I put the Napa HO alt on a 97. 155 amp, worked great. It was a huge improvement over the stock 105. I did blow a bearing in it, they provided a replacement no problem. For a few more bucks, I would have gone with a 200 amp plus unit from DB Electric or similar builder.

The cable kit is ESSENTIAL. No sense in putting a HO alt in without it. If you source the components yourself, you can probably save a few bucks on that side.


----------



## basher (Nov 13, 2004)

2COR517;1125367 said:


> They are also available with dual terminals which simplifies wiring.
> 
> I love dual terminal batteries. Also allows the battery to act as a filter to protect electronics from voltage overload.
> 
> The cable kit is ESSENTIAL. No sense in putting a HO alt in without it. If you source the components yourself, you can probably save a few bucks on that side.


Even if you don't swap alternators (I would) a cable kit will make your existing alternator more efficient. It would be a waste to up-grade alternators and not up-grade the cables.

A higher amp Alt. will make things much simplier than a dual system, easier to get parts and you're not "stealing" HP (not much) from the engine.


----------



## 496 BB (Feb 11, 2010)

B&B;1125311 said:


> If we had the technology, would you rather have a fuel tank in the bed capable of storing 500 gallon of fuel....or a machine that would make fuel on the go as needed to keep the tank full?


I would like the gas tank please. The fuel making machine would NEVER be able to keep up with me OR you :laughing:


----------



## basher (Nov 13, 2004)

B&B;1125311 said:


> If we had the technology, would you rather have a fuel tank in the bed capable of storing 500 gallon of fuel....or a machine that would make fuel *on the go as needed* to keep the tank full? .





496 BB;1125485 said:


> I would like the gas tank please.
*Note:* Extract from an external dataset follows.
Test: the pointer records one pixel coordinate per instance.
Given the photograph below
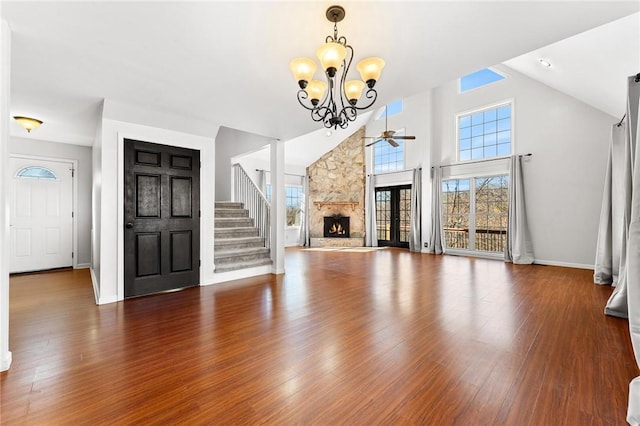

The fuel making machine would NEVER be able to keep up with me OR you :laughing:


I think he covered that base.


----------



## Raconteur (Oct 3, 2010)

If Dodge can offer a 220 amp alt in the 4500 + . Everyone should have it as an option in the 2500s and higher


----------



## 496 BB (Feb 11, 2010)

basher;1125550 said:


> I think he covered that base.


Yeaaaa that was an inside joke 

We both have same gas suckers.


----------



## Ctll (Jan 2, 2008)

I went with the dual alt kit for a few reasons. The dual kit lets you use standard alt from the parts store so if one goes down you can change it fast without waiting on shipping. As long as they are the same amps. I carry the belt from the single alt system in my truck also so if one of them quits in the middle of the night I can change the belt and run only one. If the wrong one quits you have to switch the drivers side one to the passenger side to do this, as only the passanger side alt will run with the single belt. just my two cents and it has worked well for me so far.


----------